I am happy to discuss sustainability goals we need to follow so we better balance economy, social, and environment for our citizens. We are planning think tanks in Canada to work on this next year once we realign our government.
Stay well.
A better review of the science and politics is moving us toward Climate Realism? That's a very revealing statement, Nigel. What you really mean is that the hard science, i.e. data collection and rigorous analyses are being suppressed by the political elements that are dominated by the fossil fuel interests. Climate Realism is newspeak for Climate Denialism, as is evidenced by the whitewashing report ( https://issuu.com/libertyfrac/docs/bettering_human_lives_2024_web_-_liberty_energy/2?ff ) put out by our new cabinet nominee, who is denying the importance of the changes in the climate caused by fossil fuel emissions and says that we should build out way out of the issue by.....you guessed it....more fossil fuel emissions-fueled economic growth!

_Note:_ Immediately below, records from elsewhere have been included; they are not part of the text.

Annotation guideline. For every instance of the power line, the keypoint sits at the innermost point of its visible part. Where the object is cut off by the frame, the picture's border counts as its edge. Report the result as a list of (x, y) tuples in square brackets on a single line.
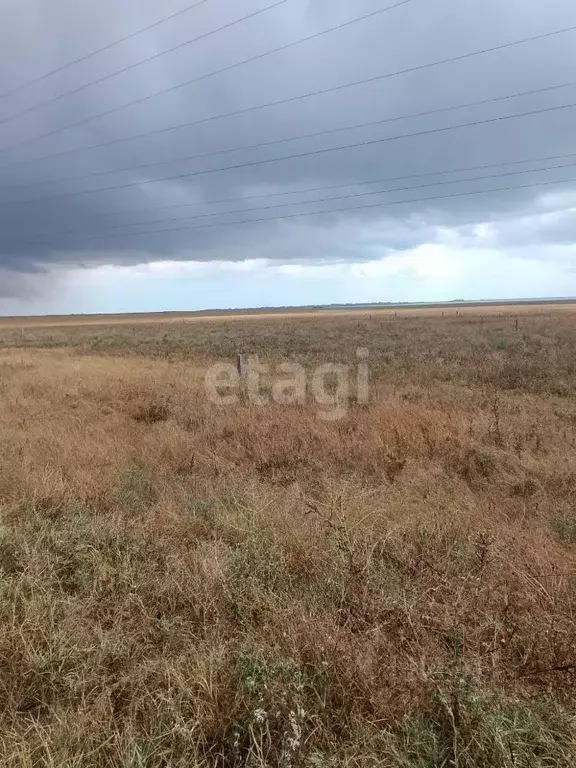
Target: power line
[(130, 67), (107, 47), (305, 190), (316, 134), (308, 202), (322, 151), (369, 206), (201, 77), (292, 99)]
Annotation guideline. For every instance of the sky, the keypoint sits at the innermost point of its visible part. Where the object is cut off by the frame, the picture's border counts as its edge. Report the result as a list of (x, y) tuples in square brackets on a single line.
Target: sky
[(195, 179)]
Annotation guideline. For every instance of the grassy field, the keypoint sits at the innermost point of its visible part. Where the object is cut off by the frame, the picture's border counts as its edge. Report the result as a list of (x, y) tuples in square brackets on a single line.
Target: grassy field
[(184, 584)]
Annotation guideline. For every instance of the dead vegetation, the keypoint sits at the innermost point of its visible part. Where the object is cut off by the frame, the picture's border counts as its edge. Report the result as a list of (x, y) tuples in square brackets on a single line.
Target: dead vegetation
[(187, 585)]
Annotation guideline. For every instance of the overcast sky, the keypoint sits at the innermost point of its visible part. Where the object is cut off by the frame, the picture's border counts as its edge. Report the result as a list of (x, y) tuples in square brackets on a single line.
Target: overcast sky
[(149, 245)]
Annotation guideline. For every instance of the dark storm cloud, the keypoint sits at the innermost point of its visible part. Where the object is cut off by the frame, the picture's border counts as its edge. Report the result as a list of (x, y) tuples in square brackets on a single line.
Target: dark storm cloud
[(36, 233)]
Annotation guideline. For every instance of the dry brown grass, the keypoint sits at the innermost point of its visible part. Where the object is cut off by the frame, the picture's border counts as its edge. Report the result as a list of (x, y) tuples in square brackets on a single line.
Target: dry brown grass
[(186, 585)]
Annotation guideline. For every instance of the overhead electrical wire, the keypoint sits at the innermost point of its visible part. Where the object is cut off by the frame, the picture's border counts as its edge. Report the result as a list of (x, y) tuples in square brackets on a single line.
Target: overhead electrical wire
[(260, 209), (199, 78), (140, 63), (306, 190), (285, 217), (291, 99), (301, 137), (85, 57), (310, 153)]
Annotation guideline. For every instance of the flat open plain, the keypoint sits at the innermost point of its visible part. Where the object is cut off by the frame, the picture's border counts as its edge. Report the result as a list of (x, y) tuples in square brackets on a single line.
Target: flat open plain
[(191, 584)]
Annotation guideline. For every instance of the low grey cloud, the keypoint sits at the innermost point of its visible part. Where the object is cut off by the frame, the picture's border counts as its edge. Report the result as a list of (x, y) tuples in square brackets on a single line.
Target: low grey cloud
[(47, 221)]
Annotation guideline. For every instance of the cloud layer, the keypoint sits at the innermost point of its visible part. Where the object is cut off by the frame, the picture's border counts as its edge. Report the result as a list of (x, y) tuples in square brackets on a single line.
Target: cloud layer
[(47, 222)]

This is not science, but a classic example of those in charge wanting to retain their economic and political power despite the clear evidence of the damage that they are causing, which clearly will only get worse. Your BS 3 points are the same denialist points that have been so thoroughly discredited as to not merit a response other than to say that C02 and other greenhouse emissions from fossill fuels have changed the atmospheric chemistry in ways that created impacts (sea, atmospheric warming, increased frequency of droughts, increased flooding, increased strength of hurricanes, increased wildfires frequency/severity, poleward shift of species, increased acidification of the oceans, sea level rise, increased frequency and severity of coral bleaching, etc) that were precisely predicted and no alternative mechanisms have been offered by denialists that account for the physics used by models that place causality for all of these effects squarely at the feet of fossil fuel emissions.
So yes, I am also happy to discuss sustainability goals that share a decarbonized economy as an essential component.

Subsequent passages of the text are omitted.